Integrating System Dynamics and Complex-Adaptive Systems Analysis

System dynamics and complex-adaptive systems are two distinct ways of analyzing complicated phenomena. These methods are normally employed by different researchers and considered alternative ways of representing processes. In reality, however, they merge: there is no reason to expect that in a real situation, an interesting or frightening tipping point in behavior will occur as the result only of 1) the interaction of mathematically expressible smooth curves (i.e., the growth rates, delays, feedback loops of system dynamics) or 2) unanticipated emergent behavior at one level (e.g., group) generated by behavior at another level (e.g., individual) in a system of semi-independent, co-evolving substructures displaying self-organization. Real tipping points, the stuff of history, are created by a very confusing combination of causal dynamics displaying features artificially separated by the methodological disciplines of system dynamics and complex-adaptive systems. Not only are the two hardly ever applied to world affairs, they are hardly ever even considered together in a theoretical context.

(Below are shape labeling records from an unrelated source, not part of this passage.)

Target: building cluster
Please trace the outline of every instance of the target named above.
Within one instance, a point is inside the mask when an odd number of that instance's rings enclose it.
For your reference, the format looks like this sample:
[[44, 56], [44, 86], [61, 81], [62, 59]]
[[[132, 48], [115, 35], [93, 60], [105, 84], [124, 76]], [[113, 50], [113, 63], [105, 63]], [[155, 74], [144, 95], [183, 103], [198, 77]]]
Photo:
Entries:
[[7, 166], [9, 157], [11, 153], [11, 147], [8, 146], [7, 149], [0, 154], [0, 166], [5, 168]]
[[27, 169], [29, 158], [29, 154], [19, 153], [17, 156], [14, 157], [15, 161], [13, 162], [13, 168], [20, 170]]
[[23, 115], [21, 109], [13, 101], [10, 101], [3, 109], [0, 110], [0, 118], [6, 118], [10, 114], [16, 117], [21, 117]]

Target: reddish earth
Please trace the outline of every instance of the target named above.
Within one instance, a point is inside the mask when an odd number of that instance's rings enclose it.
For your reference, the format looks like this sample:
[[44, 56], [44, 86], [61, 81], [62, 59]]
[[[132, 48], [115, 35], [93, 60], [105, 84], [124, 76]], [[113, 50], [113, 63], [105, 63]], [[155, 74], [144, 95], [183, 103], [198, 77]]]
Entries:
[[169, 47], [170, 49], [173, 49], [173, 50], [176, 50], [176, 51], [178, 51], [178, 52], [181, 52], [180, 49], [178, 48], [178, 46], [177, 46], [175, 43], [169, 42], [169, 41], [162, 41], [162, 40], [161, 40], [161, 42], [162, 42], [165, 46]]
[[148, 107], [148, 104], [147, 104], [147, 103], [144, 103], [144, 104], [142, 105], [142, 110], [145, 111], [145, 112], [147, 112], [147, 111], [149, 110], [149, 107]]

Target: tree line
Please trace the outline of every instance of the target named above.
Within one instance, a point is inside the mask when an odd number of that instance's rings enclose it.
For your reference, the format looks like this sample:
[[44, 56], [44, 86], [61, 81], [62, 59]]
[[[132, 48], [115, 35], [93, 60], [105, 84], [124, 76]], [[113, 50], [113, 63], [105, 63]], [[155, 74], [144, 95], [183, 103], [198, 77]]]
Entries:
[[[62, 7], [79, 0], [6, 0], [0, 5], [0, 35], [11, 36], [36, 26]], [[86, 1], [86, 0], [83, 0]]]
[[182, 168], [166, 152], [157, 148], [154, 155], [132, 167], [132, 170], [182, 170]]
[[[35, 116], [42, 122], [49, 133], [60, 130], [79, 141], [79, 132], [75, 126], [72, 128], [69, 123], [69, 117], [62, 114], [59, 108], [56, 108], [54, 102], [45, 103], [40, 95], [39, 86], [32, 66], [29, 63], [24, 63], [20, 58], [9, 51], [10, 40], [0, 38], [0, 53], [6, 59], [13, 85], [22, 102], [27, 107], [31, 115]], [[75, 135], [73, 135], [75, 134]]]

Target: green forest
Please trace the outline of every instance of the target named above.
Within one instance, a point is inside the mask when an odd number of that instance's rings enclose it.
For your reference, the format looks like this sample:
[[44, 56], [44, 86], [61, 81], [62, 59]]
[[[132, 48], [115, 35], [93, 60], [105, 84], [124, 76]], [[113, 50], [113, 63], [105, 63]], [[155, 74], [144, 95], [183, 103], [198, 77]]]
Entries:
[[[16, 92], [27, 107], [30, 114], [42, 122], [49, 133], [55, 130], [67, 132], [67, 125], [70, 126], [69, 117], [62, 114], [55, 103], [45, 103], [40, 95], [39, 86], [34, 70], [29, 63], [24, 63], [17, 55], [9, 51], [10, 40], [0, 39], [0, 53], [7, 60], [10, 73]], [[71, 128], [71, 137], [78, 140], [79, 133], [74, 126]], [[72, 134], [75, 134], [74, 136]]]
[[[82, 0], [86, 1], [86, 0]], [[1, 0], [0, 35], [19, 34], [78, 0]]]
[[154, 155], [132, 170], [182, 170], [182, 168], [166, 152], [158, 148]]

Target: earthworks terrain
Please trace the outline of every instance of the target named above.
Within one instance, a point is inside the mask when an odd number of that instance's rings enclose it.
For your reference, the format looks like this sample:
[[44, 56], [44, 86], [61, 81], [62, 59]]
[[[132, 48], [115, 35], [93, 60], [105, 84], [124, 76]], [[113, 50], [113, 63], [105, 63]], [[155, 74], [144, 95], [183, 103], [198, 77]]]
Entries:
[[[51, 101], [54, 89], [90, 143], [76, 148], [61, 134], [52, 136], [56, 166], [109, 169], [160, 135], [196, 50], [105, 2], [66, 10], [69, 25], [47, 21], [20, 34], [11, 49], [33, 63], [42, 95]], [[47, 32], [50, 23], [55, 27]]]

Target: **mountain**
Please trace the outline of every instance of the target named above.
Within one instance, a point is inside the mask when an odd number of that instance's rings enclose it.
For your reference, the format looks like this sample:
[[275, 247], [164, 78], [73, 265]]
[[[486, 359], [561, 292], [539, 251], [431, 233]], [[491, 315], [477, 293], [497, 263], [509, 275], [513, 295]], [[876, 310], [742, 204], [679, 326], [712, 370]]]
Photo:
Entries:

A simple tipping point results from the intersection of a presumably obvious dominant dynamic and a quite possibly unknown subordinate dynamic trying to push behavior in another direction, e.g., a steady off-shore breeze counteracted by the incoming tide or the growth rate of bacteria counteracted by medicine. Even a simple tipping point will take an observer by surprise if he is unaware of the point where dominance shifts, e.g., the tide becomes stronger than the wind or the death rate becomes faster than the growth rate. Conventional battlefield success in a civil war may be predictable for some period of time as a function of the balance of armaments and the flow of foreign aid only for prediction suddenly to fail as the result of the introduction of a new tactic. The new strategy represents learning, which does not necessarily occur linearly. Factional rivalry within a self-organized insurgency, i.e., an insurgency—such as the Syrian insurgency against Assad—lacking centralized control, may generate sudden leaps of strategic sophistication resulting from the ascendancy of a minor faction with a better plan, and a tipping point may result in the battlefield collapse of the adversary. In this example, one may be able to model mathematically the level of armaments and flow of foreign aid but will at best have only an abstract sense of the likely impact of the shift in strategy. If the shift in strategy provokes behavioral change by bystanders (e.g., initial battlefield successes of ISIS encouraging marginalized Iraqi Sunnis or frustrated global jihadis to join the battle), then the rate at which the tipping point is reached, i.e., the rate at which a new causal dynamic achieves dominance, only accelerates.

The analytical risk lies first in the great temptation to focus on such easily understood and easily graphed factors as weapons, funds, and manpower while ignoring potentially more important factors because their erratic impact is difficult to project forward in time mentally or to display visually. A second area of risk is the difficulty of foreseeing how the impact of other causal dynamics may change in response to the initial shift in dominance, e.g., by provoking a bandwagon effect (exemplified by secular Sunni Iraqis joining ISIS in July 2014) or, in contrast, by provoking a defensive alliance (exemplified by tacit U.S.-Iranian battlefield cooperation against ISIS in September 2014).

Understanding the causal dynamics is the key to dealing effectively with surprise. Unfortunately, the most important of these dynamics, and certainly the most difficult to perceive, are the ones that do not follow smooth paths. Exponential growth and oscillations caused by delays already challenge the cognitive capacity of humans, but the dynamics induced by complex-adaptive systems are far more difficult to understand. The combination explains much about challenge of designing effective foreign policy for no effective approach to assessing the impact of real-world political processes driven by this full mix of causal dynamics has yet been developed.